Nous espérons que le Premier ministre, Manuel Valls, pourra lire ce texte à temps, car bientôt un autre document arrivera sur son bureau, et il lui sera demandé une signature pour valider l’extradition de notre père, Moukhtar Abliazov, de la France vers la Russie ou l’Ukraine (1). Ce que ce document ne dira pas, c’est qu’il s’agit, en fait, d’une demande d’exécution d’un homme innocent. La peine de mort a été abolie en France, en 1981, elle est même désormais interdite par votre Constitution, et nous vous prions de bien comprendre que l’extradition de notre père ne serait rien d’autre qu’une exécution.
Pourquoi cette extradition n’est-elle pas de même nature qu’une autre ? Il n’est pas besoin de chercher loin pour répondre à cette question. Notre père est l’un des pionniers de la démocratie au Kazakhstan, un réformateur et l’un des derniers opposants vivants au régime de Nazarbaïev. La plupart des autres sont décédés ou en prison. Il n’est un secret pour personne que le Kazakhstan vit sous le régime de la dictature depuis vingt-six ans. Personne n’ignore non plus que la Russie, l’Ukraine et le Kazakhstan sont des nations sœurs qui ont combattu côte à côte sous le même drapeau pendant deux Guerres mondiales. Les corps intermédiaires de ces trois pays sont à ce point emmêlés - en dépit des événements ukrainiens - que les autorités kazakhes n’auront même pas à demander l’élimination de notre père.
Les régimes kazakh et russe ont une grande expérience dans l’élimination de leurs opposants, à l’intérieur ou à l’extérieur de leurs frontières. Les sanctions occidentales contre la Russie n’ont fait que renforcer cette tendance, comme l’a montré l’assassinat très récent de Boris Nemtsov. Qui était un ami personnel de notre père. Les partenaires politiques de notre père au Kazakhstan, Altynbek Sarsenbayev et Zamanbek Nurqadilov, ont aussi été assassinés. Certains disent que notre père est un opposant politique au Kazakhstan, pas en Russie. Mais les autorités russes ont travaillé main dans la main avec les autorités kazakhes pour éliminer les activités politiques de mon père obligé de s’installer en Russie.
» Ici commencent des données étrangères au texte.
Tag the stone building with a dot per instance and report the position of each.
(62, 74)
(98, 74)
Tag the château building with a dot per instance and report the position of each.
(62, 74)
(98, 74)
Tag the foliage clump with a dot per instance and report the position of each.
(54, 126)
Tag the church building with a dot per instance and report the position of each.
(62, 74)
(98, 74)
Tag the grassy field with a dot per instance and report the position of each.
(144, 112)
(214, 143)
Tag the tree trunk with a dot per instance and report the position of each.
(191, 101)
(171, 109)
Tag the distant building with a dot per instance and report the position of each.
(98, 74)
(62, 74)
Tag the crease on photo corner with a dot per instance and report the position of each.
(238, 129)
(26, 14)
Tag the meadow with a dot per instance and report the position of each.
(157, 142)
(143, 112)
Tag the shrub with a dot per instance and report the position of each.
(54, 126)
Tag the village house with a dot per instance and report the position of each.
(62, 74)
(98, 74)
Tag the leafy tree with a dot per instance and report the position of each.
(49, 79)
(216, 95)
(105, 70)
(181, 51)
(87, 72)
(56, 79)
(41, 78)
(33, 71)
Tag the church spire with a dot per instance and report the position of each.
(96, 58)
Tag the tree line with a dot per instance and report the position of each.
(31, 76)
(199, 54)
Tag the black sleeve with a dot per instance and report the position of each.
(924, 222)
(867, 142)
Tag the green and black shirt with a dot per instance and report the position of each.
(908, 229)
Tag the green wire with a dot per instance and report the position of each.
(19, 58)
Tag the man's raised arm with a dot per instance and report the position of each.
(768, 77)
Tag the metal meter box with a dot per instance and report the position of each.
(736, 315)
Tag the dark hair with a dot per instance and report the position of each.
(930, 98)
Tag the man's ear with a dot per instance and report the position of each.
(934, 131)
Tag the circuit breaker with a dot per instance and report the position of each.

Il ne faut faire confiance ni à la Russie ni à l’Ukraine, et évidemment pas au Kazakhstan, pour respecter le droit de vivre de notre père, ni en vérité aucun droit le concernant : le kidnapping récent de notre mère et de notre petite sœur en Italie en est la preuve. Rome, et nous devons rendre grâce à l’opiniâtreté de l’ancienne ministre des Affaires étrangères Emma Bonino pour cela, a finalement obtenu que notre mère et notre sœur soient renvoyées en Italie, où on leur a accordé l’asile politique.
Nous sommes convaincus que le renforcement des liens économiques avec un pays tiers ne peut en aucun cas passer par la mort de l’un des derniers espoirs de changement, de réforme et de démocratie dans ce pays.
En n’approuvant pas l’extradition de notre père, non seulement la France se placera aux côtés de ses alliés européens (huit pays !), qui ont tous refusé de prendre des mesures contre nos proches, mais permettra, aussi, de sauvegarder les espoirs de démocratie d’une autre nation.
(1) Détenu depuis son arrestation sur la Côte d’Azur, le 31 juillet 2013, cet opposant au régime kazakh, est accusé de malversations en tant qu’ancien patron de la banque kazakhe BTA.